According to the new chlamydia recommendations, any woman who is 25 or younger, sexually active, has multiple partners, or uses condoms inconsistently should be screened for chlamydia.

"If you meet the risk criteria, you may have this silent disease that is 100% curable with one-dose of an antibiotic," she says. "If it's [the test] not offered, then ask because the consequences are high. Any woman, even those older than 30, who meet the other criteria should be screened," she tells WebMD.

Chlamydia screening can be done with a urine test, she says. "In states where there is widespread screening, the incidence has gone way down," Allan adds.

Continued

The task force also broadened their recommendations regarding screening for high blood cholesterol levels, stating that cholesterol screening should not have an upper age limit. Current guidelines stop cholesterol screening at 65.

"The quality of data to support screening for high cholesterol in older people has improved," says task force chairman, Alfred O. Berg, MD, MPH, the chair of the department of family medicine at University of Washington in Seattle.

"Practically speaking, the recommendation may not make a big difference because most people have already been screened more than once by the time they turn 65," he says. "But there may be a small group of individuals who for whatever reason have never been screened before and now we have information that says screen them."

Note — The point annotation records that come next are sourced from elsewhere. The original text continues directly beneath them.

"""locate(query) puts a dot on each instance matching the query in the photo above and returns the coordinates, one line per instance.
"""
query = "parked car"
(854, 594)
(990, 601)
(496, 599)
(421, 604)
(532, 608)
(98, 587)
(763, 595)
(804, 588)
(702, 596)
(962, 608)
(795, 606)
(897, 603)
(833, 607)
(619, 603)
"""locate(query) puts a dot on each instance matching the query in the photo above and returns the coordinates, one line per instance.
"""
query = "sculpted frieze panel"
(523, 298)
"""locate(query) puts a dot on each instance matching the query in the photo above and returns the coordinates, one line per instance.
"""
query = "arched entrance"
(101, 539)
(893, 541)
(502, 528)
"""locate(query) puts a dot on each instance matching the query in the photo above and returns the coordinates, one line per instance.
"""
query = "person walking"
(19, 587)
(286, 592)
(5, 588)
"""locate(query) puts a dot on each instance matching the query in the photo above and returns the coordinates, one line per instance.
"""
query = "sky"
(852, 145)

The new cholesterol guidelines also call for screening young adults beginning at age 20 if they are at risk for heart disease. Diabetes, high blood pressure, family history of heart disease, and tobacco use increase heart disease risk.

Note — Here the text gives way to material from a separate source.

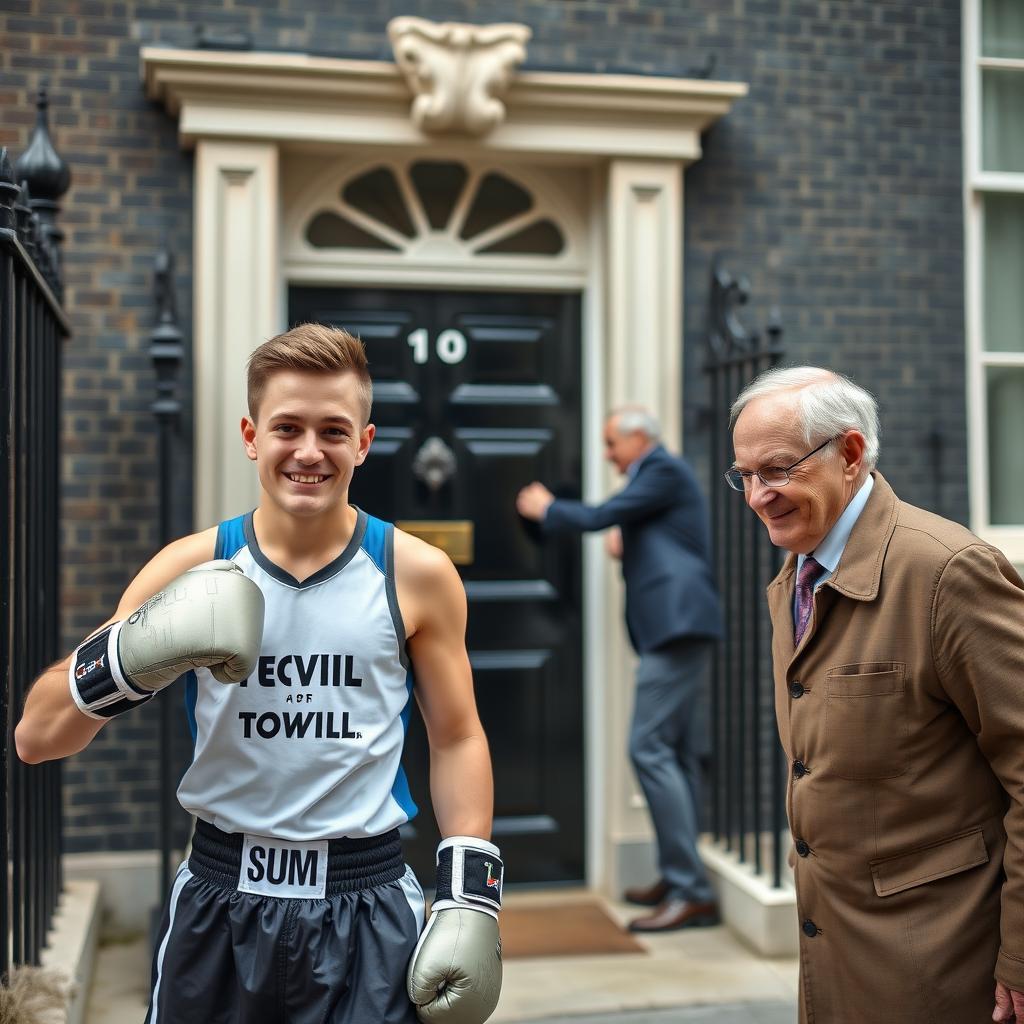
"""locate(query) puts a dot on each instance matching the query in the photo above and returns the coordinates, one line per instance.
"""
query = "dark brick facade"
(836, 186)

In a written statement, U.S. Secretary of Health and Human Services Tommy Thompson says, "So many of our health problems can be avoided through healthy lifestyles and preventive healthcare. These screening recommendations are an important step in our efforts to improve the quality of healthcare and quality of life for all Americans."

In addition, the new recommendations state that there is still insufficient scientific evidence to determine whether regular total body skin examination for skin cancer reduces illness and death. The task force reached this same conclusion in the 1996.

Also, despite research showing that pregnant women with bacterial vaginosis, a vaginal discharge caused by an imbalance in vaginal bacteria common among women of childbearing age, have a higher risk of preterm delivery, there is not enough evidence to merit regular screening.